There is directed constantly has him to do
a support, and in seeking to deceive the
thousand different ways, it is the informed
... It is neither more virtuous or more
pleased may-be, but more enlightened and
more active than its predecessors. ≪ (De
Tocqueville, democracy in America,
Volume I, part 2, Chapter V)
It has been seen that the authors took into
account in our study shall endeavor to
deconstruct the liberal notion of
competence for the replace by a concept
more multidimensional and procedural.
The latter is based on a vision of active
participation that the use of the draw
would see fleurir99. The expectations of
the authors in this field are divided into
four panes. Firstly, the establishment of the
draw would translate the idea that there is
no " group of people whose capacities
entitle them to a position of special gold
wide-ranging power in the
community. ≪100 On the contrary, in the
world aleatorien, the competence of each
citizen in his field of choice would be in
front and the policy would become an
activity of amateurs.

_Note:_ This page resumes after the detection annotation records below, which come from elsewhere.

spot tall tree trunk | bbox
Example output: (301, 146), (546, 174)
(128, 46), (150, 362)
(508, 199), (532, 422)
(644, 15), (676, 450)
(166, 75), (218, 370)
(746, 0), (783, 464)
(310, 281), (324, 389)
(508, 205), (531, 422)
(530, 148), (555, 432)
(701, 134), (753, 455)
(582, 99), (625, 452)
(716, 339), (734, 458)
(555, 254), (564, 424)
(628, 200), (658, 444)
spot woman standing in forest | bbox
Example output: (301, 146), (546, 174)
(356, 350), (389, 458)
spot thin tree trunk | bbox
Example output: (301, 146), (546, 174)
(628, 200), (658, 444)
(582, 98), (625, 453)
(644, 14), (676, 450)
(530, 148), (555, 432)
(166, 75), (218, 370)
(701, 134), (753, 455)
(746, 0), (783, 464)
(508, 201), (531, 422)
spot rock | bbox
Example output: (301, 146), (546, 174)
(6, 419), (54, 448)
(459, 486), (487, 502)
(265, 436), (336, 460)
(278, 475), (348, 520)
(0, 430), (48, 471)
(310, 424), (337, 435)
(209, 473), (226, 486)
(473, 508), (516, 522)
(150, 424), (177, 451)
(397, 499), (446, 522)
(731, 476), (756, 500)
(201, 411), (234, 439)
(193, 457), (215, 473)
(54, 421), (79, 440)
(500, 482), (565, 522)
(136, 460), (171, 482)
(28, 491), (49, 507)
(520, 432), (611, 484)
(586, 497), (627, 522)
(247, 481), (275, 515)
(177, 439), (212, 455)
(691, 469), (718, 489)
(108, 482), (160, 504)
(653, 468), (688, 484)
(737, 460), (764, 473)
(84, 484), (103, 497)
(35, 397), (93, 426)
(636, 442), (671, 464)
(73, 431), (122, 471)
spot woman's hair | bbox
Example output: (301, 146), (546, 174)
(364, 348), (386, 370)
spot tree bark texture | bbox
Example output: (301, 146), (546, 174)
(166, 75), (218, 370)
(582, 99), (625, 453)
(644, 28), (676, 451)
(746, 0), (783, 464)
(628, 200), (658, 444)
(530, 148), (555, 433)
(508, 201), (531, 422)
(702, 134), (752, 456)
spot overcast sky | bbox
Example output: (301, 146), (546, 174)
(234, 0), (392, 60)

In addition, the
representatives would remain close to the
represented, constitute more than a class a
part101. Such a change would have to
second critical implication of prime the
virtuous circle of empowerment or
enabling: it is by participating as citizens
would learn to participate. And with the
time, would develop a real civil society,
careful, political, willing and ready to
participate. As the describe Callenbach &
Phillips (1985, 48) with zest:
" We might, indeed aggressively, hope for
the evolution of a new kind of citizen
political figure: members of the new
House with the simple eloquence of a
Lincoln gold the moral force of year
Elizabeth Cady Stanton gold Barbara
Jordan - people who would rise brilliantly
tb
99Dienel (1971b, 153) for example
defined participation as " Eingriff mit
Aussicht auf Wirkung ≪. Barber (1984,
133) in fact the basis even of its strong
democracy: " In strong democracy, politics
is something done by, not tb, citizens.
Activity is its chief virtue, and
involvement, commitment, obligation, and
service - common deliberation, common
decision, and common work - are its
hallmarks. ≪
100Burnheim (1985, 156). See also
Ranciere (2006, 47).
101See Amar (1984, 1298) or Burnheim
(1985, 165): " Sincere demarchic bodies
would be specialized, it would be much
easier for the decision-makers to "do their
homework" than it is in present elected
bodies, which normally have to face a
wide variety of unconnected decisions
about most of which they can know almost
nothing. ≪ See also Barber (1984, 152)
: " Strong democracy is the politics of
amateurs, where every man is compelled to
encounter every other man without the
intermediary of expertise. ≪
152
3. A new democratic era
The new opportunities for direct
expression of the people's needs and
feelings. Many such members of the
Representative House would, after their
terms of office, continues as forceful
defenders of the public good in their home
communities, offering new vitality there;
some might also decided to run for elective
office. The effect would be an enrichment
of the country's political life, and a
welcome sense of bonding and confidence
between the people and current gold past
occupants of House seats - in place of the
present prevailing hostility and
suspicion. ≪102
The drawing, by putting the citizens in
concrete position of decision makers and
representatives would allow them to
acquire technical skills but also more
widely political, or even social. The
participation would then trigger the
process of empowerment. In reality - and
this is the third hold - the activation enable
individuals to play finally and fully
their " role of citizen " (Dienel 1978, 77)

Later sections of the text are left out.